Toutefois, c’est évidemment dans les films et les vidéos de danse que se posent le plus frontalement les questions d’écriture du mouvement. À côté des travaux de pure consignation du geste dansé, ce que l’on appellera bien vite les captations (ces films ont effectivement pour but premier de « capturer » le mouvement sur un support audiovisuel, mnémonique, rejouable, diffusable et transmissible), largement favorisées par l’éclosion de la télévision et de la vidéo dans les années 50 (voir les ballets créés pour la télévision canadienne par Ludmilla Chiriaeff), un mouvement d’affranchissement du cadre de la caméra au cadre de la scène et de libération du point de vue du – sécurisant mais affadissant –  plan d’ensemble se manifeste11. De manière remarquable, il est porté par les chorégraphes eux-mêmes, qui décident de se saisir de la caméra et de ses possibles pour investiguer de nouvelles dimensions de la danse. Multiplicité des points de vue et des échelles, mouvements d’appareil, jeu sur la profondeur du champ, accélération ou ralentissement de l’action grâce à la modification de la cadence de prise de vue, intervention sur l’image en postproduction, travail de montage permettant ellipses, ruptures ou discontinuités sidérantes… Les corps sont déplacés, multipliés, déformés, réinventés et les mouvements sont reformulés, sublimés, métamorphosés.

McLarenMaya Deren, danseuse et pionnière du cinéma expérimental, avec la complicité du danseur et chorégraphe Talley Beatty dans A Study in Choreography For Camera (1945) ou celle du Metropolitan Opera Ballet School dans The Very Eye of Night (1958), offre, grâce aux possibilités du montage cinématographique, une absolue nouvelle grammaire pour exprimer et poétiser l’espace-temps du danseur. À plus d’un titre, les films de Maya Deren seront considérés comme les références primordiales à partir desquelles films de danse expérimentaux et vidéodanses se développeront12.

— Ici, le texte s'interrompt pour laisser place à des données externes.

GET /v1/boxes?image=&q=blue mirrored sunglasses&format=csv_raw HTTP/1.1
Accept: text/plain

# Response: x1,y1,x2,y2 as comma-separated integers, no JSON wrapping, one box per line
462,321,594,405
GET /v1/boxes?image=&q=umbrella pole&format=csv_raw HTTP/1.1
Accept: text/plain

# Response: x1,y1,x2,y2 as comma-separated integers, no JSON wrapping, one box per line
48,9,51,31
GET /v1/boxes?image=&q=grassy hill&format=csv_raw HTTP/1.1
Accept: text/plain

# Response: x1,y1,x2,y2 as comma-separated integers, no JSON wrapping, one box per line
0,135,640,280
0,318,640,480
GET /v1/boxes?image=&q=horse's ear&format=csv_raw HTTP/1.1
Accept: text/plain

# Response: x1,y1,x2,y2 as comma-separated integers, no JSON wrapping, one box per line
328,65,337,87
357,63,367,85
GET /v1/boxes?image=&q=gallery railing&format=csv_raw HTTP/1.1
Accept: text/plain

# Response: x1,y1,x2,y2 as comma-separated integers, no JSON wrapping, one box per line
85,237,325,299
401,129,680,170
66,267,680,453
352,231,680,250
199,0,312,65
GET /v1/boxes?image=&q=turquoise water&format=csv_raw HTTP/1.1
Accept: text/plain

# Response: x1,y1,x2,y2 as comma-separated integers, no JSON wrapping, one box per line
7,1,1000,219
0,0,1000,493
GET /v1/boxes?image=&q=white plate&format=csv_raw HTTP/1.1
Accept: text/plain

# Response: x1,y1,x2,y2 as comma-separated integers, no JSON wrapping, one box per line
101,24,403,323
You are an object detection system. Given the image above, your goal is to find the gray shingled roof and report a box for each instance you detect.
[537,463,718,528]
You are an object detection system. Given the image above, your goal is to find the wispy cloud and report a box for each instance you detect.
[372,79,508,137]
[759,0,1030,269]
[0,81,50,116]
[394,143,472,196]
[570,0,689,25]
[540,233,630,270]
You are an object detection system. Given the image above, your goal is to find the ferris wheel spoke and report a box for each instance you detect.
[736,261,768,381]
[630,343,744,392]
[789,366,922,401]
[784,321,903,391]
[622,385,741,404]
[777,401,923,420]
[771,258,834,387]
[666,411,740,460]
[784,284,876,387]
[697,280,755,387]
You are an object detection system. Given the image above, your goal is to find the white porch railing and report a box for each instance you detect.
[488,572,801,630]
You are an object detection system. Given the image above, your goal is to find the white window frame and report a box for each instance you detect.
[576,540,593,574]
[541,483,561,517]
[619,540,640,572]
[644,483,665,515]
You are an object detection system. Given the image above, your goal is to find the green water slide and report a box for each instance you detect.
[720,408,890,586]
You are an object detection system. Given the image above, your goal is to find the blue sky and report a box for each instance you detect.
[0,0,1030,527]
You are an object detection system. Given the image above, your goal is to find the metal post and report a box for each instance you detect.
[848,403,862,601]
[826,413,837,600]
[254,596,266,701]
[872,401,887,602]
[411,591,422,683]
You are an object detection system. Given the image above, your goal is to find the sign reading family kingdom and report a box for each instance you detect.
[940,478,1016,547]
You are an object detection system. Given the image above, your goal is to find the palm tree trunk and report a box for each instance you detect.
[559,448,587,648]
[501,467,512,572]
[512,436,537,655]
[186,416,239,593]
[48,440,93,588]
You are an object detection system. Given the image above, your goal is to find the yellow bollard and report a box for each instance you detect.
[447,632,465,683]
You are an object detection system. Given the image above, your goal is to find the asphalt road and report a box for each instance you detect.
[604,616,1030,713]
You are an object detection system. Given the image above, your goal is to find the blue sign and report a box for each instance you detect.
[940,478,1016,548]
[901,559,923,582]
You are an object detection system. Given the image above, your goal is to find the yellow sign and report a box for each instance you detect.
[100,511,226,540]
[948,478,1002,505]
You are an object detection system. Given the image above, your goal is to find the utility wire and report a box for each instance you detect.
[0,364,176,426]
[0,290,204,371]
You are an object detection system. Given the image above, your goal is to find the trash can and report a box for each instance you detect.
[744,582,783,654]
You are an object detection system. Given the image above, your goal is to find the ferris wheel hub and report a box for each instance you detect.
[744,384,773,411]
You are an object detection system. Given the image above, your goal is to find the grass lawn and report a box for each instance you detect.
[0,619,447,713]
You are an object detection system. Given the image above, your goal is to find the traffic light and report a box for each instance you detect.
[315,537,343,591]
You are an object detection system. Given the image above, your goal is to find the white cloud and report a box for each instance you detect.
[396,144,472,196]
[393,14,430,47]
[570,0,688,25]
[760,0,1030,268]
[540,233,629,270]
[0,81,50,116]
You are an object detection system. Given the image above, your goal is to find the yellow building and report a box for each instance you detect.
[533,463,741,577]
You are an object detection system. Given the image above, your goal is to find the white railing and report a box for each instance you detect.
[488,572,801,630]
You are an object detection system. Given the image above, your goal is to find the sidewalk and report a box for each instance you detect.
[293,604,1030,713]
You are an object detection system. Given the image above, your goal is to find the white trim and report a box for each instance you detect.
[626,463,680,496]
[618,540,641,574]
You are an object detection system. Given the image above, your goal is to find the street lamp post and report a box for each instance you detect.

Image tirée du film de Maya Deren
A Study in Choreography For Camera (1945)
 

Ainsi, en 1963, Alwin Nikolais s’associe à Ed Emshwiller pour Totem, une véritable relecture et réinterprétation par le matériau cinématographique de son ballet13. Merce Cunnigham voit rapidement dans la vidéo un nouvel outil permettant d’écrire la danse avec de nouvelles règles, défiant les lois de la gravité, et les unités de temps et de lieu imposées par le spectacle de danse. Issus d’une collaboration exemplaire avec le réalisateur Charles Atlas, les films qu’il crée dans les années 1970 (Changing Steps en 1973, Fractions en 1977 ou Torse en 1978 par exemple) explorent les forces figuratives de nouvelles graphies de corps en mouvement. Si certains danseurs et créateurs s’approprient la caméra pour mieux écrire audiovisuellement leurs visions très personnelles du mouvement (Yvonne Rainer, Pina Bausch, Jean-Claude Gallotta, Philippe Decouflé, Wim Vandekeybus…), le modèle de la collaboration entre cinéaste et chorégraphe s’avère particulièrement fructueux (la bouillonnante scène belge contemporaine en offre de nombreux exemples14 : Thierry de Mey et Anne-Teresa de Keersmaker, Thierry Knauff et Michèle Noiret, Antonin de Bemels et Bud Blumenthal…).

 


 

7 Voir sur ces questions Béatrice Picon-Vallin (sous la dir.), Le Film de théâtre, CNRS, Paris, 1998.

8 Voir Giovanni Lista, Loïe Fuller, danseuse de la belle époque,  Hermann Danse, 2006.

9 Voir, entre autres, Stéphane Bouquet (sous la dir), Danse/Cinéma, Paris, Capricci / Centre national de la danse, 2012.  

10 Pour un aperçu de ces questions et ces corpus: Dick Tomasovic, Kino-Tanz, L’art chorégraphique du cinéma, P.U.F., Paris, 2009. 

11 Pour être complet, il faut dire encore que le cinéma documentaire, de Jean Rouch à Frederick Wiseman, a souvent pris pour objet danses et danseurs, participant également, d’une certaine manière, à la constitution d’un patrimoine transmissible de la danse.

12 Voir Bill Nichols, Maya Deren and the American Avant-garde, University of California Press, Berkeley and Los Angeles, 2001.

13 Leur travail de recherche commun se prolongera avec Fusion (1967) et Chrysalis (1973).

14 Jacqueline Aubenas (sous la dir.), Filmer la danse, CGRI – Ministère de la Communauté française de Belgique, Bruxelles, 2006.